36 THE STONES OF VENICE
§ 21. This Christian art of the declining empire is divided into two great branches, western and eastern; one centred at Rome, the other at Byzantium, of which the one is the early Christian Romanesque, properly so called, and the other, carried to higher imaginative perfection by Greek workmen, is distinguished from it as Byzantine. But I wish the reader, for the present, to class these two branches of art together in his mind,* they being, in points of main importance, the same; that is to say, both of them a true continuance and sequence of the art of old Rome itself, flowing uninterruptedly down from the fountain-head, and entrusted always to the best workmen who could be found-Latins in Italy and Greeks in Greece; and thus both branches may be ranged under the general term of Christian Romanesque, an architecture which had lost the refinement of Pagan art in the degradation of the Empire, but which was elevated by Christianity to higher aims, and by the fancy of the Greek workmen endowed with brighter forms. And this art the reader may conceive as extending in its various branches over all the central provinces of the empire, taking aspects more or less refined, according to its proximity to the seats of government; dependent for all its power on the vigour and freshness of the religion which animated it; and as that vigour and purity departed, losing its own vitality, and sinking into nerveless rest, not deprived of its beauty, but benumbed, and incapable of advance or change.
* This was a great error of mine, in endeavour for simplicity.
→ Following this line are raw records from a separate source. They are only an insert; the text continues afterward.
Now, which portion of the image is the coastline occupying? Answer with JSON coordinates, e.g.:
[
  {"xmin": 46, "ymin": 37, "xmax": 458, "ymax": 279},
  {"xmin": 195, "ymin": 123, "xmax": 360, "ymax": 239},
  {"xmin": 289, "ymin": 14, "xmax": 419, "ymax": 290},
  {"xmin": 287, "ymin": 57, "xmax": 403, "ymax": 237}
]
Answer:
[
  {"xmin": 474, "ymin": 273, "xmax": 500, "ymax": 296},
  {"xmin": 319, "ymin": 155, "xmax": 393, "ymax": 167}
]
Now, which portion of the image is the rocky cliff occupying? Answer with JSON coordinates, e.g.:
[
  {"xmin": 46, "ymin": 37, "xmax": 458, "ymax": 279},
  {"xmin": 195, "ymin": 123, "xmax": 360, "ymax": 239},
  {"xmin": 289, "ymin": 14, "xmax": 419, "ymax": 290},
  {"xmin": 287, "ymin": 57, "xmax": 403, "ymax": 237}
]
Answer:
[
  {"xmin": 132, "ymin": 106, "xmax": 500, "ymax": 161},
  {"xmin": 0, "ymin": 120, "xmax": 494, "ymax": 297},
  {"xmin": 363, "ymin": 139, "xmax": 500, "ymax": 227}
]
The Greek school at Byzantium is pure Greek in decline; but that which passed through the Roman mind, and formed Roman and Romanesque architecture in North Europe, was sensualised and brutalised into forms which developed the Northern fleshly or naturalist instincts. Taken up by Niccolo Pisano, it superseded the old Greek, under Cimabue. For full statement of this, see the Laws of Fésole; and at present, to set these pages right, omit from “But I wish” as far as “brighter forms,” and for the second sentence of the twenty-second paragraph, read, “While in Rome, this corruptly enriched Roman art, and at Byzantium, this religiously-pining Greek art, were practised in all their refinements.” [1879.]1
1 [The subject was not, however, discussed in the Laws of Fésole; but see Ariadne Florentina, § 67 n.]